# Fairmont Hot Springs Riverside



## amerisense (Aug 18, 2008)

I 've just made an exchange into Fairmont Hot Springs Riverside.  There was a post last year that building 8 was in very bad condition.  I have been assigned to unit 806, which the resort said is in building  800.  They also said this builing was recently renovated.  Can anyone confirm the information the resort gave me?


----------



## Liz Wolf-Spada (Aug 19, 2008)

You could call them and ask.
Liz


----------



## eal (Aug 20, 2008)

amerisense said:


> I 've just made an exchange into Fairmont Hot Springs Riverside.  There was a post last year that building 8 was in very bad condition.  I have been assigned to unit 806, which the resort said is in building  800.  They also said this builing was recently renovated.  Can anyone confirm the information the resort gave me?

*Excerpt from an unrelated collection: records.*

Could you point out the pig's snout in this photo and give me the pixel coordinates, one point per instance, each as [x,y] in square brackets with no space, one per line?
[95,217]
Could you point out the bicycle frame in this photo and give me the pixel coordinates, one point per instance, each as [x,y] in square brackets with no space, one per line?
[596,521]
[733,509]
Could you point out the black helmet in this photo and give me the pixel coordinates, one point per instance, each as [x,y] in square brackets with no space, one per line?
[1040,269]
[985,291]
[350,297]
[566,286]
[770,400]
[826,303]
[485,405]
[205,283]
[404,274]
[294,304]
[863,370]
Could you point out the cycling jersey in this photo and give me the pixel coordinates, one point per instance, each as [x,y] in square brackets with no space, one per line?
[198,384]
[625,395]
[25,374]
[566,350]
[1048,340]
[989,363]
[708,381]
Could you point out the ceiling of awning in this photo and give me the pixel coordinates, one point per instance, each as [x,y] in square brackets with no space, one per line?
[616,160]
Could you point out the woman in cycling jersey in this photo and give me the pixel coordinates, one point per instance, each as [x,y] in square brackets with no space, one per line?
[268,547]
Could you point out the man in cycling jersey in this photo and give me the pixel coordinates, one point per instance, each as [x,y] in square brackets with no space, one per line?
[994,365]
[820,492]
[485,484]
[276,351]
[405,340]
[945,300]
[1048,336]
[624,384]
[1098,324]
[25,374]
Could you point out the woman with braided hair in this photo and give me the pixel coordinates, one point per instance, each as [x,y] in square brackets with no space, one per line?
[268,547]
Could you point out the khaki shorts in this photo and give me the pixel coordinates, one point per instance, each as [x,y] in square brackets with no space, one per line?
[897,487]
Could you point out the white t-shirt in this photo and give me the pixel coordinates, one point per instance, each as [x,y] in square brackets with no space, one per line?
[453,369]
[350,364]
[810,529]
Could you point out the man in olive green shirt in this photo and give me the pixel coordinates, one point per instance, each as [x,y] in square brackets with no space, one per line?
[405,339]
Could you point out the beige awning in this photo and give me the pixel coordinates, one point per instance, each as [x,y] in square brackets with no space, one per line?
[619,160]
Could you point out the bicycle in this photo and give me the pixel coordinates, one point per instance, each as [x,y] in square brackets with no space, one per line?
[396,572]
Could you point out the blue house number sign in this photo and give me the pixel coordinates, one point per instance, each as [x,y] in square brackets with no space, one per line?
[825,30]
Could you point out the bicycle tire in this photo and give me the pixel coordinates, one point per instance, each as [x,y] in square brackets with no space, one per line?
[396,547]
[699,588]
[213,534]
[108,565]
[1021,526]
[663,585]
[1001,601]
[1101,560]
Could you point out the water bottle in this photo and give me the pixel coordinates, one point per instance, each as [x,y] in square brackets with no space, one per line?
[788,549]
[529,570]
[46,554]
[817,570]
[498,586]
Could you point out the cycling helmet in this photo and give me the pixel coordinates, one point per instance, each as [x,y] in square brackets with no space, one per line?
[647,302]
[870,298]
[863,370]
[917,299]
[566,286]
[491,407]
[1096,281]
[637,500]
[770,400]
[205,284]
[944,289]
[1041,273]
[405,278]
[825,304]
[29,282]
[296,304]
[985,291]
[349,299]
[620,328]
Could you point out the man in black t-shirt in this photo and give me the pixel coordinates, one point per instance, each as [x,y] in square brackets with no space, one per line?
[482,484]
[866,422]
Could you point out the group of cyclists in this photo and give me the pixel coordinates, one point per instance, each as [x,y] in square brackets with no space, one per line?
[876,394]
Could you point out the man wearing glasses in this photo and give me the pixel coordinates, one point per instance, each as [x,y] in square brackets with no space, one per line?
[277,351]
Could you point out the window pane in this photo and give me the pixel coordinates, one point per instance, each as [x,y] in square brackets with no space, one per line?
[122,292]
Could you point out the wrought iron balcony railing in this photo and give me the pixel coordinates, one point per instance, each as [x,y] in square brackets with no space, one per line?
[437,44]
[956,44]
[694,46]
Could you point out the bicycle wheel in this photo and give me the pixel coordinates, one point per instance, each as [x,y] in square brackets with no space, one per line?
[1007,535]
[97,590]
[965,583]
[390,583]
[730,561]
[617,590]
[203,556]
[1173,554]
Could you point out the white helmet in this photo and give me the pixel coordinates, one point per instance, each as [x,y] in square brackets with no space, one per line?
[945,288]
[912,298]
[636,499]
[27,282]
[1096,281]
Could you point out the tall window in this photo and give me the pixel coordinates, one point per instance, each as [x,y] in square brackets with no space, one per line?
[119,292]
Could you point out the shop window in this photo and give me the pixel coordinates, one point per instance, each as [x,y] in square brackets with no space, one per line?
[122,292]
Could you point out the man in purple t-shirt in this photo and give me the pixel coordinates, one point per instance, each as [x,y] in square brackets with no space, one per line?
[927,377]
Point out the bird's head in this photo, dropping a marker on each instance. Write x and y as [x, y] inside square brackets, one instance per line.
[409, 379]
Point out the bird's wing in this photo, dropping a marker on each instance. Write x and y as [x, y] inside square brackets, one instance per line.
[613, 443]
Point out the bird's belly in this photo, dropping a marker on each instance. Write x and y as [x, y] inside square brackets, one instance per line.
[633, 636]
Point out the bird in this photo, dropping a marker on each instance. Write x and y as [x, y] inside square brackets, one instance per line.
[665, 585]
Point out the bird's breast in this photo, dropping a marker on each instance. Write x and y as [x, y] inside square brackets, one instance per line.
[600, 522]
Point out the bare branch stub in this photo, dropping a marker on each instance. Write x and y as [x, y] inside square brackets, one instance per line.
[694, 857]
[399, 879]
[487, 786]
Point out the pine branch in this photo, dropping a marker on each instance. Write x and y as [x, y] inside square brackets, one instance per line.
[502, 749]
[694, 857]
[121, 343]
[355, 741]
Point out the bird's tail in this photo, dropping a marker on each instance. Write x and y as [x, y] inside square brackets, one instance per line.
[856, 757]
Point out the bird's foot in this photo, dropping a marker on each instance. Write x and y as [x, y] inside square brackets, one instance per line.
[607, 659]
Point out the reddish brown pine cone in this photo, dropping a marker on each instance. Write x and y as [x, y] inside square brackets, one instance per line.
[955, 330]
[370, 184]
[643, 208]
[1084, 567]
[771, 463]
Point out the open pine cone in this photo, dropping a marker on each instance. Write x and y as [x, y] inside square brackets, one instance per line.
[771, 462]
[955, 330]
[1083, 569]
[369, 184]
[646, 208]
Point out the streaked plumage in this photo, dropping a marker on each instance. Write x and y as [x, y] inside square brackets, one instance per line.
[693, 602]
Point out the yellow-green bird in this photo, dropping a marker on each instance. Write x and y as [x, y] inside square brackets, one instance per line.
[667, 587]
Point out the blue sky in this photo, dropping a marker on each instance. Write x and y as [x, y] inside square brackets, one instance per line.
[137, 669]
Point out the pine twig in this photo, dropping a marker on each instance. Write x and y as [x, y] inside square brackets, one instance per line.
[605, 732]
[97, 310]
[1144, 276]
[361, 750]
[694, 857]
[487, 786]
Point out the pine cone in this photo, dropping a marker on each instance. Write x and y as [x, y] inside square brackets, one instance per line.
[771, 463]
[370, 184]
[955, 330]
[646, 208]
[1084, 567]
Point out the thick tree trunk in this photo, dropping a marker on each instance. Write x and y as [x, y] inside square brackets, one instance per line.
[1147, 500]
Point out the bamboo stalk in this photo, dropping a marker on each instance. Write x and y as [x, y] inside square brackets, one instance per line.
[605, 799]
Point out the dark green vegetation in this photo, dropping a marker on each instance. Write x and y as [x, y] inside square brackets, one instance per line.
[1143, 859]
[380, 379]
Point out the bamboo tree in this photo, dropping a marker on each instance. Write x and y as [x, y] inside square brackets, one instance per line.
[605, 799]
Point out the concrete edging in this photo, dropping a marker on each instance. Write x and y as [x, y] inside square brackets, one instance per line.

It sounds like the poster did call, but has doubts and is looking for confirmation from an independent source.


----------



## labguides (Aug 20, 2008)

Fairmont Hot Springs Riverside building 8 had not been renovated in summer 07. It was the worst TS we have experienced. The models for newer sections were nice.


----------



## amerisense (Aug 26, 2008)

Yes I did calll the resort because of the post I saw here on Tug after I was confirmed to a specific unit.  They are the one who said this was building 800 and it was being renovated.  I would like to think that they did not lie about the renovation.  I was hoping an owner or someone who was there this year may see this post.  Does anyone know if Interval International has specific information about renovations?

Thanks for your replys.


----------



## amerisense (Aug 26, 2008)

I just called the resort again, hoping to speak to another staff person.  I was told by Vicki, who went to check with someone, that Riverside, unit 806 was a building that was renovated over a period of several months in 2006.  Is it possible Unit 806 is not in building 8?


----------